The law establishes a standard workweek of 40 hours in public and private nonagricultural firms and a total of 2,400 hours per year, with a maximum limit of 48 hours per week in agricultural and related activities. There are exceptions for guards and firefighters (56 hours per week), service-sector staff (45 hours per week), and household and restaurant staff (54 hours per week). The law mandates at least 24 consecutive hours of rest weekly.
The Ministry of Labor and Social Security is responsible for enforcement of the minimum wage and workhour standards but did not enforce the law. Penalties for violations of the law were not commensurate with those for comparable crimes, such as negligence. The government more than doubled the total number of labor inspectors, but the number was still insufficient, and the ministry lacked the resources for a comprehensive inspection program.
Occupational Safety and Health: The government sets health and safety standards in the workplace. The minister in charge of labor matters establishes the list of occupational diseases in consultation with the National Commission on Industrial Hygiene and Safety. Ministry inspectors and occupational health physicians are responsible for monitoring health and safety standards.
The regulations were not enforced in the informal sector. The labor code also mandates that every enterprise and establishment of any kind provide medical and health services for its employees. This stipulation was not enforced.

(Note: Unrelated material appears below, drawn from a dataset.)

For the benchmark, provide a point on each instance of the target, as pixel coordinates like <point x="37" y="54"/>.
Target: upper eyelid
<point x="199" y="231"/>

Informal Sector: According to International Labor Organization estimates as of December 2020, the employment situation in the country could be characterized by the large size of its informal economy. The International Labor Organization further indicated that informal workers, who represented 90 percent of all employed, were mostly women. Sectors where informal employment was most prevalent included artisanal mining, petty trade, hunting and fishing, and handicraft. The informal economy was mostly unregulated.